Reader's Diary #971- Gaston Leroux, translated by David Coward: The Phantom of the Opera


Perhaps it was the mention of Sherlock Holmes in the intro, but I found myself comparing Gaston Leroux's The Phantom of the Opera to Arthur Conan Doyle's The Hound of the Baskervilles. Then again, I just read the latter back in February, so it was fresh in my head.

Not being at all familiar with the story beyond the title, I didn't know what to expect with The Phantom of the Opera. I had assumed a love story with a supernatural twist. That it was a bit of a mystery came as a pleasant surprise. Leroux toyed with the idea of the phantom being supernatural, somewhat teasing superstition with the promise of more logical causes and it reminded me of the monstrous hound in Doyle's work. The mystery wasn't so much about whether or not the legends were true, but how it was pulled off. But whereas Doyle's tale was told following Watson's discoveries, Leroux's story is told from a variety of perspectives, none really dominating the other, and I found myself like a greyhound chasing a rabbit around a track. Not that I was frustrated by the experience, I quite enjoy it when writers take such playful approaches with their readers. Leroux clearly had all the information I needed, but dished it out slowly and at his whim. That the story first came to life as a serial is not surprising. I would have subscribed to Le Galois, eagerly awaiting the next installment.

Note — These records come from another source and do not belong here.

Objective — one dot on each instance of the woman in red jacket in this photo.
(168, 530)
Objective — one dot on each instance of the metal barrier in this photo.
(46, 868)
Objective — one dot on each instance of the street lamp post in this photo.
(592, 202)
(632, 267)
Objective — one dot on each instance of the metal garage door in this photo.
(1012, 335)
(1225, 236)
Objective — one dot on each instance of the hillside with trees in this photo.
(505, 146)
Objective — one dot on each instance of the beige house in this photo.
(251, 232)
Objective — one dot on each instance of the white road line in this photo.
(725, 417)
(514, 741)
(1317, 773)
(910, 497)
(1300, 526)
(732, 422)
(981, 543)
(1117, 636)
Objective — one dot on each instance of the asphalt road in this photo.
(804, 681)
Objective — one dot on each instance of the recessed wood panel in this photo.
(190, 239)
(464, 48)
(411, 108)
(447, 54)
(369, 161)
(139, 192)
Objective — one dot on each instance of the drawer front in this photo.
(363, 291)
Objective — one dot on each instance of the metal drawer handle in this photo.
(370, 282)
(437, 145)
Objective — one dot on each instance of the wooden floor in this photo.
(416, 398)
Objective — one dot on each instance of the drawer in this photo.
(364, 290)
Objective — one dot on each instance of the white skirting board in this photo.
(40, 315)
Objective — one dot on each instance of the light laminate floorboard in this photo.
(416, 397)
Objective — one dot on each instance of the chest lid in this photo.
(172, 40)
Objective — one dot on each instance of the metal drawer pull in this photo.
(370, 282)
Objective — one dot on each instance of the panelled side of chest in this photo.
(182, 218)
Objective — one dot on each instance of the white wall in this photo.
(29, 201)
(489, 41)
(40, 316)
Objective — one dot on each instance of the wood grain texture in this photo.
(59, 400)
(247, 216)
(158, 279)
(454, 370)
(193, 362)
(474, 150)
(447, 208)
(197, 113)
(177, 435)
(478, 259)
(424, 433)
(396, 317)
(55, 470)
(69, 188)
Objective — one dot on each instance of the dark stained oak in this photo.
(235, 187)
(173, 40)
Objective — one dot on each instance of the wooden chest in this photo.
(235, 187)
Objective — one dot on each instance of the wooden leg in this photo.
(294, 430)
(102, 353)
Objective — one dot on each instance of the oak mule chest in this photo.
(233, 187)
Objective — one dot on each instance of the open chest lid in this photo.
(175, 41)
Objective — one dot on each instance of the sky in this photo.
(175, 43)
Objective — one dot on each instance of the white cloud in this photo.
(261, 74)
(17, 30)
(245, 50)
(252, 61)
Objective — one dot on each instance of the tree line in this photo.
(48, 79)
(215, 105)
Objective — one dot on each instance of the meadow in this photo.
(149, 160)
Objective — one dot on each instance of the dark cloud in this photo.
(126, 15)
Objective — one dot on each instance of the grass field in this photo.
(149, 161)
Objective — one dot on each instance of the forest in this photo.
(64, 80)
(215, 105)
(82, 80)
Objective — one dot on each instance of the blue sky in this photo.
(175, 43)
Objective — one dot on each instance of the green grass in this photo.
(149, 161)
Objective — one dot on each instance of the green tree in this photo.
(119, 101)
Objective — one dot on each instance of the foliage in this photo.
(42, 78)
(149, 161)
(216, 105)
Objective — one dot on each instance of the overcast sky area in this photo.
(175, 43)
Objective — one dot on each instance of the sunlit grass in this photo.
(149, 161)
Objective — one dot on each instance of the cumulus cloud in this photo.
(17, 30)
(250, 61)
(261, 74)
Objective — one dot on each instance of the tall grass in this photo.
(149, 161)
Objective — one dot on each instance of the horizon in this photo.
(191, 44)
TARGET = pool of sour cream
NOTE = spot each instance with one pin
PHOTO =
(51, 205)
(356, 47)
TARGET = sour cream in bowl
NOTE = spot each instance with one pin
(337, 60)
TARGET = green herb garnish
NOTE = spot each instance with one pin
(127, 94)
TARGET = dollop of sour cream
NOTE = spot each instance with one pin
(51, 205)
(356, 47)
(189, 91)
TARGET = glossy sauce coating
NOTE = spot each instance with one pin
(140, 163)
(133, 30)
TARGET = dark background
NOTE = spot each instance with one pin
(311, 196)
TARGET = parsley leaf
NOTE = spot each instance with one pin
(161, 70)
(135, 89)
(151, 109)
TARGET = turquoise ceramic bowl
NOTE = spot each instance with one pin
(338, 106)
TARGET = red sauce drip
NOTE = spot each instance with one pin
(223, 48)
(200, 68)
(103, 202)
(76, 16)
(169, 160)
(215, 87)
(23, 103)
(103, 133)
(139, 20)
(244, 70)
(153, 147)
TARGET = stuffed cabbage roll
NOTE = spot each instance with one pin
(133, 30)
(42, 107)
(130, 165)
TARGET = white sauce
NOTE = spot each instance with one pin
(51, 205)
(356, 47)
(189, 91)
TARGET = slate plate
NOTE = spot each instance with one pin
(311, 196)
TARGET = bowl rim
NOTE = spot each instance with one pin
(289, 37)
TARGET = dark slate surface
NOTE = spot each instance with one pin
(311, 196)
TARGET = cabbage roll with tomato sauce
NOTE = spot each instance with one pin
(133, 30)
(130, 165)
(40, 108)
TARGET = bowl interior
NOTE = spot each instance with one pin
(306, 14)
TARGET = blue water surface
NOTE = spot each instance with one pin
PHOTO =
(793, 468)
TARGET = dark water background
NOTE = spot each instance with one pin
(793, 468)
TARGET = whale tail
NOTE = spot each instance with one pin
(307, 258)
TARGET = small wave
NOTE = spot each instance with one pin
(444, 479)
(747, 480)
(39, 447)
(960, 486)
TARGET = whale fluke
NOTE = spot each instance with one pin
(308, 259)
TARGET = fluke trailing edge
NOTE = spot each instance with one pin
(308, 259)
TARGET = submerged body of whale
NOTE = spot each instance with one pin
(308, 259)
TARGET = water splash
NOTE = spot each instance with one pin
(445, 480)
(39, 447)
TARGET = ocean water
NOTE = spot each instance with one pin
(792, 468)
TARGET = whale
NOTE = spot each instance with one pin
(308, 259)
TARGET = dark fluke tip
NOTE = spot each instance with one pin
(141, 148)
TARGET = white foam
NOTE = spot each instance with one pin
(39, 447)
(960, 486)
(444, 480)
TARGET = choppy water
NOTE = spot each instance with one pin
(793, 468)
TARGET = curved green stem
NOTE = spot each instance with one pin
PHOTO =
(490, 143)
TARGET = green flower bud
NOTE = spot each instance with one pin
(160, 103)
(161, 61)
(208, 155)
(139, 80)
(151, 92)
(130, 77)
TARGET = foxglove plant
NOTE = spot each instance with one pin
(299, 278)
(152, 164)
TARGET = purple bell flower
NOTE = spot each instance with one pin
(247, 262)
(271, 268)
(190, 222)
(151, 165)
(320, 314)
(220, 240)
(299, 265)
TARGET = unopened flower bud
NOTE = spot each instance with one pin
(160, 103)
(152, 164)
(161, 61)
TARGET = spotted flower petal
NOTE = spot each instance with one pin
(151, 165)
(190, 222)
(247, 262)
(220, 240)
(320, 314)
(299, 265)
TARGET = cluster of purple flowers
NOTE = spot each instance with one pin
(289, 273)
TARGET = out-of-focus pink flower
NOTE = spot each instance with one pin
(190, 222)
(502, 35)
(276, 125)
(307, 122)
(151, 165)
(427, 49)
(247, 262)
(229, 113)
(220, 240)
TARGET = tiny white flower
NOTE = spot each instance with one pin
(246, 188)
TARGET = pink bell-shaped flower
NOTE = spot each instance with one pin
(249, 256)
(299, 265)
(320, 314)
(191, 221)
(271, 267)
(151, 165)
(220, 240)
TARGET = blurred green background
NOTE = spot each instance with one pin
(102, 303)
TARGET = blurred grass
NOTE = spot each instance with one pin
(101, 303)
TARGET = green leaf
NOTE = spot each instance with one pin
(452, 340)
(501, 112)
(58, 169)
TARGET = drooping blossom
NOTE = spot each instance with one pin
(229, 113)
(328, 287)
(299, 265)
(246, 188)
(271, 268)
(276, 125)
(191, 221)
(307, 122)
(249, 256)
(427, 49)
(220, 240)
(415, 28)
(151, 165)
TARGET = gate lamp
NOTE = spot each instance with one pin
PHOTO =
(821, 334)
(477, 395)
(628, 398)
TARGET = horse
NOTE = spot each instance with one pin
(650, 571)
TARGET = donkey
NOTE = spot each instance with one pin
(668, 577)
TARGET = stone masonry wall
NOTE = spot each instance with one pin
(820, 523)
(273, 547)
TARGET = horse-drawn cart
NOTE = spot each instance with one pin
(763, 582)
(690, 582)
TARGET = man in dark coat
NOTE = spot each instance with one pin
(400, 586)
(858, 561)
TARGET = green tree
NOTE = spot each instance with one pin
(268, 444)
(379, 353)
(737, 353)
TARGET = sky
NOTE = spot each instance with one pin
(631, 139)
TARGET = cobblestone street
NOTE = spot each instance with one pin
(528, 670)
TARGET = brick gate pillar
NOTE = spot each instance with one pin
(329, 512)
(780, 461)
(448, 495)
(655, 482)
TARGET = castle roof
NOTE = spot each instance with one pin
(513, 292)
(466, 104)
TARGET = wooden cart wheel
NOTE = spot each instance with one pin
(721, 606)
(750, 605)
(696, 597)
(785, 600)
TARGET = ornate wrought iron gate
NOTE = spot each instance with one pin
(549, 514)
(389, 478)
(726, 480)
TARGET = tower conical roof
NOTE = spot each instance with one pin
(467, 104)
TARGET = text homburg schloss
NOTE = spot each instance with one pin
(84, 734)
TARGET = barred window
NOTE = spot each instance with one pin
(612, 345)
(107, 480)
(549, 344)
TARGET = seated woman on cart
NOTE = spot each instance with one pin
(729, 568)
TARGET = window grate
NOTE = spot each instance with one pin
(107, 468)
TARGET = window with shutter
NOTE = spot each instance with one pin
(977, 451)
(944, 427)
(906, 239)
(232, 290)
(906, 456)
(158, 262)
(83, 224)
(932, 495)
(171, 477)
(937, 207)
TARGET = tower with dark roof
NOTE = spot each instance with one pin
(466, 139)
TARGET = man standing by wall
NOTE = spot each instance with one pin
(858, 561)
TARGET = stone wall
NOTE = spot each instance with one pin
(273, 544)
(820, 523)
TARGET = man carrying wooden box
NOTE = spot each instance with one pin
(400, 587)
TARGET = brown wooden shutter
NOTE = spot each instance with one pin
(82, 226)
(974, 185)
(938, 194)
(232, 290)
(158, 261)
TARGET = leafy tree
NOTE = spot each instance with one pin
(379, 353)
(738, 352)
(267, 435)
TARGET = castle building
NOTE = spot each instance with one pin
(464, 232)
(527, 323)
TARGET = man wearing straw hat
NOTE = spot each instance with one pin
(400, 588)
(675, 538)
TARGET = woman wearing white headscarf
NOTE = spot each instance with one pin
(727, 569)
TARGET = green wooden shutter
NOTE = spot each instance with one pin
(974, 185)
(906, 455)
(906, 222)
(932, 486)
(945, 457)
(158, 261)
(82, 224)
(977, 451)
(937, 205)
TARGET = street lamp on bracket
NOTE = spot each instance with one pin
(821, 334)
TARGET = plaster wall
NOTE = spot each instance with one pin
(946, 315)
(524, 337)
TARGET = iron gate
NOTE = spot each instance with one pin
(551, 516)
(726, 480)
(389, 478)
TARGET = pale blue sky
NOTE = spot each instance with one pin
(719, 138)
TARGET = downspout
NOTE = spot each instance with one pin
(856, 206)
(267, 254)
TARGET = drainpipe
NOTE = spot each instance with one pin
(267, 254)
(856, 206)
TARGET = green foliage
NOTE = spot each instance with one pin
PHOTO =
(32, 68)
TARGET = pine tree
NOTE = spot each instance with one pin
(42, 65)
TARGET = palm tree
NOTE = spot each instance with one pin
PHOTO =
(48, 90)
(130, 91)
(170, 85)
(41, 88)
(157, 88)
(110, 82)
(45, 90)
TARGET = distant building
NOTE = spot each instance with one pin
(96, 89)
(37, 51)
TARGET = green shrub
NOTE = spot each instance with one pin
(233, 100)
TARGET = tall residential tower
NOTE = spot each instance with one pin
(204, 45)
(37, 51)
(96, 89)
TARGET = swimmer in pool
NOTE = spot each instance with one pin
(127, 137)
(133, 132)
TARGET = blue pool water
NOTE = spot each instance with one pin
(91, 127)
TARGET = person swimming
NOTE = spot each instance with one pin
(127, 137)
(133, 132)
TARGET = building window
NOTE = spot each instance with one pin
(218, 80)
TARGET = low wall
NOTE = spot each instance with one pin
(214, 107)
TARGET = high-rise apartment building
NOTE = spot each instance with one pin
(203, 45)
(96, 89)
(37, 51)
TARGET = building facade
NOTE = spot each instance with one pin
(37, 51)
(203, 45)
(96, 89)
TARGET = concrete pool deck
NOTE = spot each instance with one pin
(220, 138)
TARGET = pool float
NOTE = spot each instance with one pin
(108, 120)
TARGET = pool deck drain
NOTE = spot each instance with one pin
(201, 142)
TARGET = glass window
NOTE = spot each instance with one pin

 I quite enjoyed the story, though for the first half of the book I felt a little offended that this would be another "damsel in distress" story. Christine DaaĆ©, the damsel, comes across as so gullible that I could hardly see what Raoul saw in her. She's a superstitious twit, I thought, let the Phantom have her. But later on, Leroux gives her a bit more of a backbone, and a back story. We see that she's not so much stupid as she is emotionally distraught. I'm far more forgiving of that. The smartest person in the world— man or woman— is entitled to a mistake now and then, especially when it's the result of emotional trauma.

I was incredibly fortunate to finish the book on the plane on the way to New York*, where I took in the musical that very same night. It was wonderful to compare the two, with the book so fresh in my mind. I enjoyed the musical, quite a bit. Perhaps more than Debbie. We both agreed that the music was great, but she was put off a bit by the fact that all the dialogue was sung. In the other shows that we took in (Spider-Man: Turn Off the Dark, Bunnicula, and Wicked), this was not the case. I thought it was actually easier to suspend my belief with The Phantom. Everyone singing all the time seemed somehow less weird than people just suddenly breaking into song. As for differences from the book, the chronology was changed somewhat and some characters were amalgamated into one, but significant events were still there and the love triangle was in tact. One thing the stage production fell short on for me, however, was the magic. I loved reading about Erik's, the Phantom's disembodied voice, the elaborate tunnels and traps he'd devised, and so on. Reading the book, I felt like an 8 year old boy again, fascinated by secret passageways and booby-traps, and while some of that was hinted at in the stage production the phantom's trickery felt rushed through (despite the fact that the running time is 2 and a half hours). Still, I enjoyed it a great deal. I can see why it's the longest running show in Broadway history.